Movie Review: Broken City

By Stephen Rebello


On the heels of Les Misérables, in the new political corruption thriller Broken City.

Director: Allen Hughes

MPAA Rating: R

Studio: Regency Enterprises

On the heels of Les Misérables, in the new political corruption thriller Broken City, Russell Crowe wears that familiar hangdog “Who do I have to screw to get off this movie?” look the whole time. Not that we blame him.

Broken City—featuring Crowe as the mayor of New York who hires disgraced, recovering alcoholic ex-cop Mark Wahlberg to shadow his hot-to-trot wife, Catherine Zeta-Jones—isn’t so much broken as it is borrowed from better written, better directed thrillers like Chinatown or a handful of others directed by the likes of the late, lamented Alan Pakula and Sidney Lumet.

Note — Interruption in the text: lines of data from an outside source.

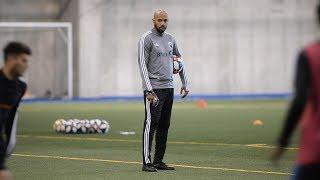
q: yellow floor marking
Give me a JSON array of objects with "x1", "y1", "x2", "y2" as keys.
[{"x1": 12, "y1": 154, "x2": 293, "y2": 175}]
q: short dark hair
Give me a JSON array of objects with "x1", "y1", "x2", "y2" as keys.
[{"x1": 3, "y1": 41, "x2": 32, "y2": 62}]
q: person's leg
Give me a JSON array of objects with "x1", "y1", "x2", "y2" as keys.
[
  {"x1": 154, "y1": 89, "x2": 173, "y2": 164},
  {"x1": 142, "y1": 90, "x2": 163, "y2": 169}
]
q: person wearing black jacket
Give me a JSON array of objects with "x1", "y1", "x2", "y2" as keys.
[{"x1": 0, "y1": 42, "x2": 31, "y2": 180}]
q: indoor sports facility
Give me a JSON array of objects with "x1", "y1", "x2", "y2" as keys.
[{"x1": 0, "y1": 0, "x2": 320, "y2": 180}]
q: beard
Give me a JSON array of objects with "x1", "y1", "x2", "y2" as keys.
[
  {"x1": 156, "y1": 26, "x2": 167, "y2": 34},
  {"x1": 10, "y1": 66, "x2": 23, "y2": 79}
]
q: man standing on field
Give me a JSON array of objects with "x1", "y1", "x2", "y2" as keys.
[{"x1": 138, "y1": 10, "x2": 189, "y2": 172}]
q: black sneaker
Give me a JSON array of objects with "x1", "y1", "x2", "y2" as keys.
[
  {"x1": 153, "y1": 162, "x2": 175, "y2": 171},
  {"x1": 142, "y1": 164, "x2": 157, "y2": 172}
]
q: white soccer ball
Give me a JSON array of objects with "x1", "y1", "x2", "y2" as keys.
[{"x1": 65, "y1": 120, "x2": 73, "y2": 133}]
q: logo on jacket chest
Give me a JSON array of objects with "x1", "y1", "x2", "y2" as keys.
[{"x1": 154, "y1": 42, "x2": 173, "y2": 57}]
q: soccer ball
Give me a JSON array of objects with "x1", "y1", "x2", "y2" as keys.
[
  {"x1": 65, "y1": 120, "x2": 73, "y2": 134},
  {"x1": 173, "y1": 58, "x2": 183, "y2": 73},
  {"x1": 99, "y1": 120, "x2": 110, "y2": 133},
  {"x1": 53, "y1": 119, "x2": 65, "y2": 132}
]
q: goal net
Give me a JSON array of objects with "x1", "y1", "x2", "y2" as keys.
[{"x1": 0, "y1": 22, "x2": 73, "y2": 99}]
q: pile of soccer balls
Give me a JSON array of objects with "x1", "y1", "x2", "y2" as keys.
[{"x1": 53, "y1": 119, "x2": 110, "y2": 134}]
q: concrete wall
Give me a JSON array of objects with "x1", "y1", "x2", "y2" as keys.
[
  {"x1": 70, "y1": 0, "x2": 318, "y2": 97},
  {"x1": 0, "y1": 0, "x2": 318, "y2": 97},
  {"x1": 0, "y1": 28, "x2": 68, "y2": 97}
]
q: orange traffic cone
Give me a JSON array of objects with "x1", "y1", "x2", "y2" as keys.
[{"x1": 197, "y1": 99, "x2": 208, "y2": 109}]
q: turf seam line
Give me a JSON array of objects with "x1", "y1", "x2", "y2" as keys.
[
  {"x1": 12, "y1": 154, "x2": 293, "y2": 175},
  {"x1": 17, "y1": 135, "x2": 298, "y2": 150}
]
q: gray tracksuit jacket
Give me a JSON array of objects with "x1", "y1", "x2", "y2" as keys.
[{"x1": 138, "y1": 29, "x2": 188, "y2": 91}]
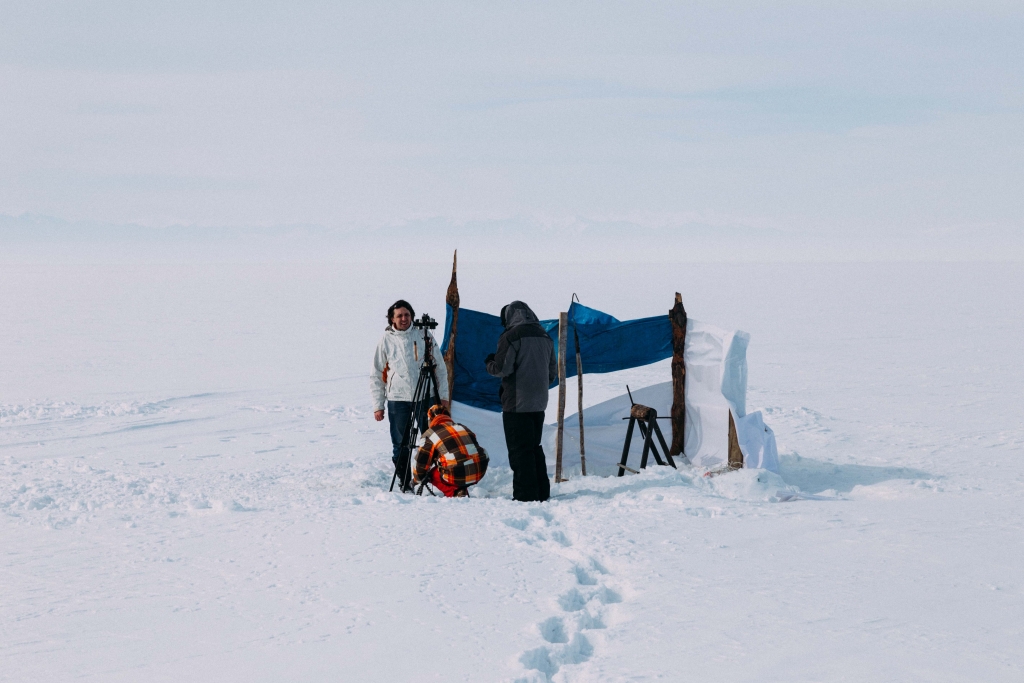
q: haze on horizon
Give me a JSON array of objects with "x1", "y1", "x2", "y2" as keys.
[{"x1": 0, "y1": 1, "x2": 1024, "y2": 252}]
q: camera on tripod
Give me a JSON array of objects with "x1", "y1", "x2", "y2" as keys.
[{"x1": 413, "y1": 313, "x2": 437, "y2": 330}]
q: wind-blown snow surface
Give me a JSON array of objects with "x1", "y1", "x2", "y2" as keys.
[{"x1": 0, "y1": 260, "x2": 1024, "y2": 682}]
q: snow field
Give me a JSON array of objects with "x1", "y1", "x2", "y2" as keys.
[{"x1": 0, "y1": 259, "x2": 1024, "y2": 682}]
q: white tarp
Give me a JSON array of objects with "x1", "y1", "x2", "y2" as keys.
[{"x1": 453, "y1": 319, "x2": 778, "y2": 476}]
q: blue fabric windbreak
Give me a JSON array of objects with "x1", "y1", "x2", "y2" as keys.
[{"x1": 441, "y1": 302, "x2": 672, "y2": 413}]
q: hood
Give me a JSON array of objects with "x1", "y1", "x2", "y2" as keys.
[
  {"x1": 501, "y1": 301, "x2": 540, "y2": 330},
  {"x1": 427, "y1": 405, "x2": 452, "y2": 427}
]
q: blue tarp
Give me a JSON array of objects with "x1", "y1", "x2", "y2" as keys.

You know the drill in these things: no one is telling the truth, everyone has something to hide and the rot trickles down straight from the top. As directed by Allen Hughes (a universe away from his and brother Albert Hughes’ terrific debut flick Menace II Society), the big cover-up in Brian Tucker’s twisty screenplay leads to revelations of gazillion-dollar land development scams, sex and murder. Big shockeroo, right? Every cast member, including Kyle Chandler, Natalie Martinez, Alona Tal and Jeffrey Wright, looks uncomfortable and unconvincing. At times, the whole pulpy, bizarrely homophobic mess skates merrily close to Bad Movies We Love territory.

If only. In the end, though, Broken City is just too dull and warmed-over to make an impact. Move along, nothing to see here.